Comment vous vivez la solitude?
Bah vivant en colocation (et en ville), je ne suis pas seule souvent mais quand je le suis, je savoure majoritairement mes moments toute seule dans l'appartement commun. Quand je suis chez mon amoureux, comme pour le moment on vit dans deux régions distinctes on a tendance à être beaucoup l'un avec l'autre quand on se voit donc là aussi, je savoure quand l'un de nous s'absente (même s'il me manque dès qu'on est chacun.e chez soi).

Comment vous équilibrez sociabilité/solitude ?
ça dépend des semaines... J'ai un travail où je suis forcément en contact avec du public et différents collègues donc quand je bosse, j'ai beaucoup d'interactions. Sachant que j'ai aussi envie d'interactions post travail avec la plupart de mes collègues, ami.e.s, colocs etc... Mais y a aussi des moments où je vais m'isoler en marchant où dans ma chambre avec de la musique dans les oreilles (ou non) etc.

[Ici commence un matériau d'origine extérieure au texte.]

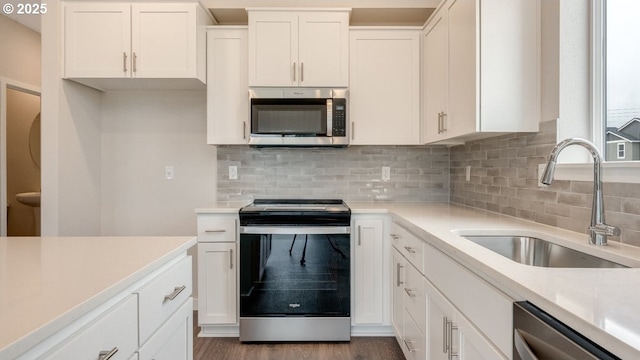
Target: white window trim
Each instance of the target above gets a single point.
(613, 171)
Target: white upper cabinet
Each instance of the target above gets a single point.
(227, 89)
(481, 69)
(106, 41)
(384, 90)
(298, 48)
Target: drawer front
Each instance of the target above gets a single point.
(410, 246)
(217, 228)
(470, 294)
(163, 295)
(414, 344)
(114, 331)
(415, 299)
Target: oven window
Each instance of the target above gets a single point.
(289, 117)
(301, 275)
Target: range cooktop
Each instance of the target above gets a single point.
(296, 212)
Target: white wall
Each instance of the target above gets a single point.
(142, 132)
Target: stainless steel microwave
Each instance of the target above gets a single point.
(298, 117)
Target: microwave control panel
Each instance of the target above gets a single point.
(339, 117)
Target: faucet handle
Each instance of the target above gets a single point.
(605, 229)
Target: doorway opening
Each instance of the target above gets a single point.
(19, 159)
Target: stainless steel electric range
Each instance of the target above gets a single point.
(295, 271)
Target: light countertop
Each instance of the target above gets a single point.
(47, 283)
(601, 304)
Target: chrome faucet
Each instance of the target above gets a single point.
(598, 231)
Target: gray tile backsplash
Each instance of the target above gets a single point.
(418, 173)
(504, 180)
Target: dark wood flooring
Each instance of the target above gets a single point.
(359, 348)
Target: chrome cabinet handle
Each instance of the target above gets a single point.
(522, 348)
(175, 293)
(398, 268)
(135, 62)
(106, 355)
(409, 345)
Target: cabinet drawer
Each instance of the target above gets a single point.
(470, 294)
(163, 295)
(216, 228)
(414, 296)
(409, 245)
(116, 330)
(414, 344)
(174, 340)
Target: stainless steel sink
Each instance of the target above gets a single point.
(537, 252)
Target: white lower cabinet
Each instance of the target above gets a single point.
(153, 320)
(440, 313)
(369, 276)
(115, 331)
(174, 340)
(217, 291)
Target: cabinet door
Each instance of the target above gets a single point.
(163, 40)
(462, 116)
(369, 272)
(217, 290)
(323, 49)
(398, 264)
(227, 79)
(97, 40)
(435, 79)
(273, 48)
(174, 339)
(385, 87)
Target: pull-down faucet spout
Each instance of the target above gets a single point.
(598, 231)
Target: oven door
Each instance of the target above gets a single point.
(294, 275)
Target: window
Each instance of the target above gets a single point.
(621, 147)
(620, 65)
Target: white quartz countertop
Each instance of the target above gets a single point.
(601, 304)
(47, 283)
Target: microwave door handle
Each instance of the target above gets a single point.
(329, 117)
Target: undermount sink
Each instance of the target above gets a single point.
(29, 198)
(537, 252)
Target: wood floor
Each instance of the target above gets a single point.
(360, 348)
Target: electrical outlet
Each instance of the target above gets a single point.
(168, 172)
(386, 173)
(233, 172)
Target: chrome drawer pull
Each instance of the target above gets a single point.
(409, 292)
(106, 355)
(175, 293)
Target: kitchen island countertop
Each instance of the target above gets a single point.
(46, 283)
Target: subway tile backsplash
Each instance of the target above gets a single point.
(418, 173)
(504, 180)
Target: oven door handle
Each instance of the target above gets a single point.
(321, 230)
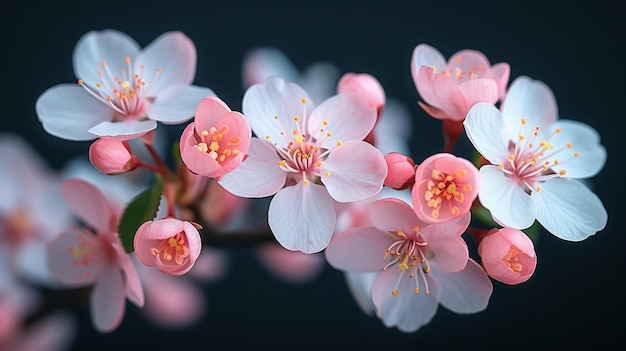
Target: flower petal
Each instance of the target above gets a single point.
(125, 130)
(109, 46)
(357, 171)
(343, 117)
(107, 300)
(467, 291)
(407, 311)
(569, 210)
(177, 103)
(486, 131)
(529, 99)
(67, 111)
(302, 217)
(359, 250)
(258, 175)
(88, 202)
(274, 97)
(175, 54)
(505, 199)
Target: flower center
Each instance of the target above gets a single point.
(408, 253)
(302, 155)
(172, 250)
(126, 94)
(531, 159)
(448, 188)
(217, 143)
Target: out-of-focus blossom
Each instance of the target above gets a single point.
(536, 161)
(416, 257)
(401, 171)
(169, 244)
(123, 90)
(31, 209)
(318, 79)
(217, 141)
(94, 256)
(451, 88)
(111, 157)
(445, 188)
(508, 255)
(310, 157)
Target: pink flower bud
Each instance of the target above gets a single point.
(170, 245)
(401, 171)
(445, 188)
(508, 255)
(112, 157)
(365, 85)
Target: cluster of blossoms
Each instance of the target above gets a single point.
(329, 152)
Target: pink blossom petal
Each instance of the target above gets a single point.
(407, 311)
(586, 141)
(467, 291)
(134, 289)
(258, 175)
(569, 210)
(441, 92)
(67, 111)
(529, 99)
(359, 250)
(275, 97)
(444, 239)
(292, 266)
(107, 300)
(264, 62)
(479, 90)
(505, 199)
(75, 258)
(357, 171)
(88, 202)
(177, 103)
(392, 215)
(110, 46)
(302, 217)
(486, 130)
(426, 55)
(125, 130)
(346, 116)
(175, 53)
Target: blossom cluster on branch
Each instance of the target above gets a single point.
(328, 151)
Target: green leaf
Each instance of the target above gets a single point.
(141, 209)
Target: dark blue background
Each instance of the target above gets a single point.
(575, 298)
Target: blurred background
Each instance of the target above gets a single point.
(576, 296)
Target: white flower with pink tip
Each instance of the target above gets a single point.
(420, 265)
(309, 157)
(94, 256)
(536, 160)
(123, 90)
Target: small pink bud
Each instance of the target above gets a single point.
(365, 85)
(401, 171)
(169, 244)
(112, 157)
(508, 255)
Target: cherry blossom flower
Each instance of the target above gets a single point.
(82, 257)
(445, 188)
(123, 90)
(217, 141)
(535, 163)
(309, 158)
(508, 255)
(431, 259)
(112, 156)
(169, 244)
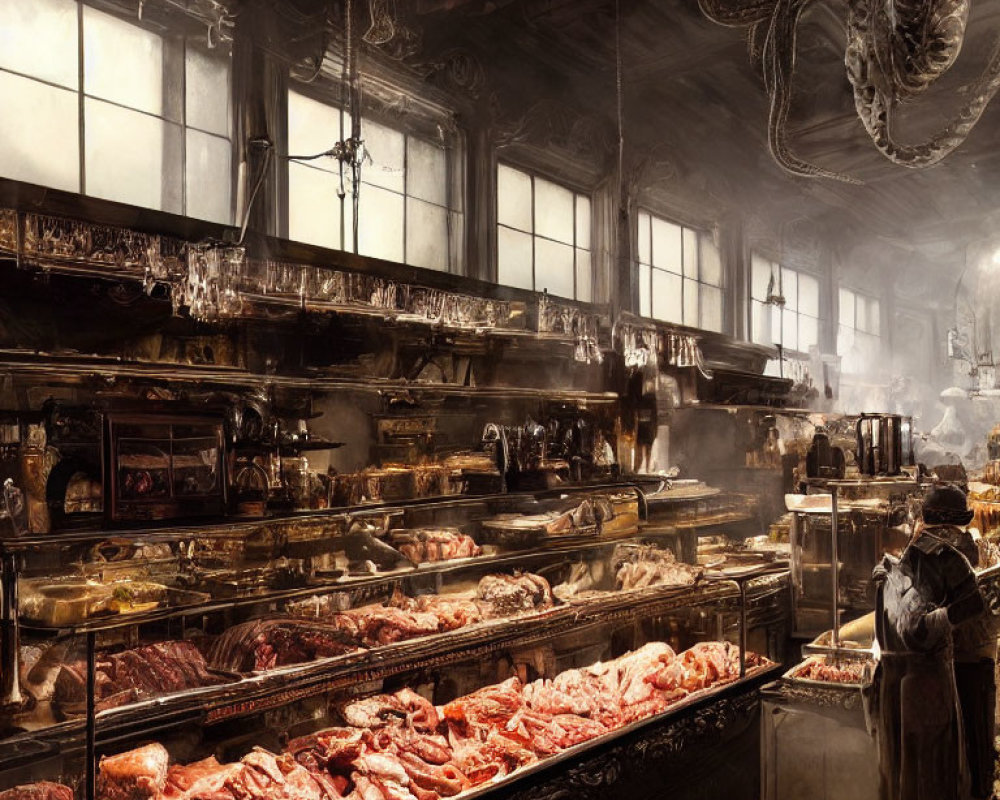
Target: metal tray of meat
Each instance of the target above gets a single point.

Puis y a des moments où l'ensemble de mes colocs vont être moins présent.e.s ou bien pas en même temps que moi. Je pense que j'ai à la fois besoin de beaucoup d'interactions mais aussi de pouvoir m'isoler dès que j'en ressens le besoin (oui je sais ça paraît assez paradoxal).

Vous arrive t'il de souffrir d'isolement?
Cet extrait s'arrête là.